Si Tacuisses, Philosophus Mansisses: RStats

Showing posts with label RStats. Show all posts

Sunday, December 1, 2019

Fun with Numbers for December 1, 2019

007: GoldenEye gets an orbit right

I was reading the book 007: GoldenEye and noticed that Xenia Onatopp's description doesn't match Famke Janssen's looks; oh, and also this:

At first glance, the book appears to be playing fast and loose with orbits; after all, the ISS, which orbits around 400 km, is also on a roughly 90-minute orbit. So, let us check the numbers.

The first step is computing the acceleration of gravity $g_{100}$ at 100 km altitude.
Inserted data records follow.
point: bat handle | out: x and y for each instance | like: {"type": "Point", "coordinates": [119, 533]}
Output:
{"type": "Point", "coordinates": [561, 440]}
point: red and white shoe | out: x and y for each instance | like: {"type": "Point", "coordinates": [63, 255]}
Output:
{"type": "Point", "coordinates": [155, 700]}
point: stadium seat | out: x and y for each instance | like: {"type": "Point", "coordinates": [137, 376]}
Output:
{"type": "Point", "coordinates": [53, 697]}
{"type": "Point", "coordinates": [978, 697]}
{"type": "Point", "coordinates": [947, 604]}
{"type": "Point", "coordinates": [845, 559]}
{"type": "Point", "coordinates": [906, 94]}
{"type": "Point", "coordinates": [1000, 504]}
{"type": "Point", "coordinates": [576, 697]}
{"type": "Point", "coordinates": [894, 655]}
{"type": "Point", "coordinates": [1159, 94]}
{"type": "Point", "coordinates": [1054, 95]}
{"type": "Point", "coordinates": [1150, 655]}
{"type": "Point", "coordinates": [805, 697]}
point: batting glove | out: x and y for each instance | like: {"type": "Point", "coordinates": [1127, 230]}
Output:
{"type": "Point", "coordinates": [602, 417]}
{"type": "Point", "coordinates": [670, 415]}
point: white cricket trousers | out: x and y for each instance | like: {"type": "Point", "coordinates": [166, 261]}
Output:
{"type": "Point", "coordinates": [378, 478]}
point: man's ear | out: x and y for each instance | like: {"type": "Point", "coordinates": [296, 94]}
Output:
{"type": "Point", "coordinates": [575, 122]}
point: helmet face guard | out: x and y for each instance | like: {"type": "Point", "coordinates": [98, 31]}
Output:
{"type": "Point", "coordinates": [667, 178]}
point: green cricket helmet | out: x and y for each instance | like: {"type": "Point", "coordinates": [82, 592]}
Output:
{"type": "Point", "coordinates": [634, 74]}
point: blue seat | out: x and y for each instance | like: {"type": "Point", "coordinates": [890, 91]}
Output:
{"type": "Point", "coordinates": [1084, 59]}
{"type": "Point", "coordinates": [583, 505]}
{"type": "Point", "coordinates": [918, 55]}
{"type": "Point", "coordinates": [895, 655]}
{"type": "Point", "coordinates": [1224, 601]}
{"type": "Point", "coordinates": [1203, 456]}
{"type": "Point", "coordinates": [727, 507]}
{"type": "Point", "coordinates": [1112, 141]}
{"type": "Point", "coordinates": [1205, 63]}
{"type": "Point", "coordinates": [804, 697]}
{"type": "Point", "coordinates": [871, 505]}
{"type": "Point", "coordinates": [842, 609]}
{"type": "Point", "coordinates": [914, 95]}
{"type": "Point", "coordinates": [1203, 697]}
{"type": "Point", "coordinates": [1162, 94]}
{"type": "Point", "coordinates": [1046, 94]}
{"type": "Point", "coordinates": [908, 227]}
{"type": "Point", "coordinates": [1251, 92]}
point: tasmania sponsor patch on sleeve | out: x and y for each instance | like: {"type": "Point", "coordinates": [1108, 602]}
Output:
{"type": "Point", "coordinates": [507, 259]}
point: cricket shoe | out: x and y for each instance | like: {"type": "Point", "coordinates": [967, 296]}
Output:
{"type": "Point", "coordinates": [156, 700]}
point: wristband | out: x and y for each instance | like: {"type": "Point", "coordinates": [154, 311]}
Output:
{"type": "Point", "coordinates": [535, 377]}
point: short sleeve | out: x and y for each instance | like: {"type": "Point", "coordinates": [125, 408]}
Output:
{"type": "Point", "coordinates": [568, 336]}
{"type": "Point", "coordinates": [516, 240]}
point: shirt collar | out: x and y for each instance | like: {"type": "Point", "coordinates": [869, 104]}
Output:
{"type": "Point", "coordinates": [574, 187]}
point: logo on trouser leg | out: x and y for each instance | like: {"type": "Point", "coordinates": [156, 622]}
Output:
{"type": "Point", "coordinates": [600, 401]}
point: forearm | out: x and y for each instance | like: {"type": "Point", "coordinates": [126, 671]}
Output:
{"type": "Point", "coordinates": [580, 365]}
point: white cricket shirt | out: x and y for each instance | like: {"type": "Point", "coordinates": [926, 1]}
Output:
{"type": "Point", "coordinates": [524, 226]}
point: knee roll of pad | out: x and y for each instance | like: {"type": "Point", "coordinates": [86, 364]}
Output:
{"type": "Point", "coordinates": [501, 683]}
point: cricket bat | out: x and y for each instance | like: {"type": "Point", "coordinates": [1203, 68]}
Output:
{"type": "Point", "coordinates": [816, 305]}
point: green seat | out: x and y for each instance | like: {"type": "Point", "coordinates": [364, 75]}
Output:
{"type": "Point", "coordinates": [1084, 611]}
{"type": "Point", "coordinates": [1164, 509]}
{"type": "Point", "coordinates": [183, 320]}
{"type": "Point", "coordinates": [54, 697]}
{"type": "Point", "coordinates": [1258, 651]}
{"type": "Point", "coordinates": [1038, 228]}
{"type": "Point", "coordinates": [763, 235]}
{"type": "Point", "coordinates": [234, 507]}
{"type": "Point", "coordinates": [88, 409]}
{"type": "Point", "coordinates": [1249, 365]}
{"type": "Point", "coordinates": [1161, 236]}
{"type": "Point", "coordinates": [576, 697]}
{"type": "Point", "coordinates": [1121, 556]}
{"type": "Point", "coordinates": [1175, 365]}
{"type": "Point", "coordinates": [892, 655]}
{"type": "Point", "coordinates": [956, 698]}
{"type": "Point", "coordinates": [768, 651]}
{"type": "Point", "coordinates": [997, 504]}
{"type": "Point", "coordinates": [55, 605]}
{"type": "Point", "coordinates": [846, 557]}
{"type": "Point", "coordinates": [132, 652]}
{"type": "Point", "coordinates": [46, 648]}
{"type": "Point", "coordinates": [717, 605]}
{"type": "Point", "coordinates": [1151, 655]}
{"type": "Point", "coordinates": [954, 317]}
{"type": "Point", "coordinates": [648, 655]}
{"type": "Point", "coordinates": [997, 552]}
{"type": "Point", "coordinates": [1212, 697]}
Using Newton's formula we can compute it from first principles (radius and mass of the Earth, gravitational constant... too many things to look up), or we can use the precomputed $g=$ 9.8 m/s$^2$ and solve for the altitude using a ratio of two Newton's formulas at different radii (using 6370 km as the radius of the Earth):

$ g_{100} = 9.8 \times \left(\frac{6370}{6470}\right)^2 = 9.5$ m/s$^2$

This acceleration has to match the centripetal acceleration of a circle with radius 6470 km, $a = v^2/r = g_{100}$, yielding a orbital speed of 7.84 km/s.

The circumference of a great circle at 100 km altitude is $2 \times \pi \times 6470$ km = 40,652 km, giving a total orbit time of 5180 s, or 1 hour, 26 minutes, and 19 seconds. So close enough to ninety minutes for a general.

So, yes, GoldenEye's orbit makes sense (-ish). Even though it's much lower than that of the ISS, which also has around 90 minute orbital period (92 minutes, and it's on a very mildly elliptical orbit).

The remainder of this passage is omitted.